= VisitDenmark =

Official tourism organization in Denmark

VisitDenmark is the official tourism organisation of Denmark.

The organisation is marketing Denmark as a tourist destination abroad, with a view to attracting more holiday visitors and conference delegates, who can generate increased revenue for the tourism industry. The marketing activities are carried out in close cooperation with the tourism industry and other integral players, for example through partnerships.

VisitDenmark is headed by a board, appointed by the Danish Minister of Business and Growth. The budget is 113 mio. kr. (€15 million.) 50/50 co-finansing from partners.

VisitDenmark's headquarters is in Copenhagen. Market offices in Norway, Sweden, Germany, United Kingdom, the Netherlands, Italy, the United States and China.

== Marketing ==
Marketing is targeted to four target groups—because their destination preferences match Denmark's strong destination selling points and because of their large growth potential.

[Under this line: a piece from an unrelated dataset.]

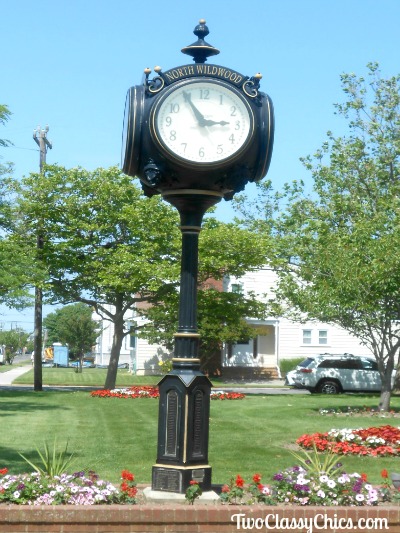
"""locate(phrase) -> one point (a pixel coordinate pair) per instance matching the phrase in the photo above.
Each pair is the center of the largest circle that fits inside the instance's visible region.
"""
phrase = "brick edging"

1. Fun, Play and Learning: Families with young children who travel to child-friendly environments for family time close to nature and attractions.
2. The Good Life: Adults who prefer the quiet life with relaxation, nature, good food, walking, culture and events.
3. City breaks: People who like the metropolis atmosphere and being close to culture, sights, restaurants and shopping areas.
4. Business tourism: International meeting organisers who arrange large meetings, congresses and conferences.

== Facts about Danish tourism ==
- Total bednights: 45 m.
- Domestic bednights: 23 m.
- Foreign bednights: 22 m.
- Out of the total bednights is 15.7 m. cottage bednights (12 m. foreign bednights)
- Turnover: 82 bn. kr (€11 bn)
- Export revenue: 35 bn. kr. (approx. €5 bn) (4% of the total)
- Jobs: 119.000
- Tax income generated: 28,1 bn. kr. (approx. €5 bn.)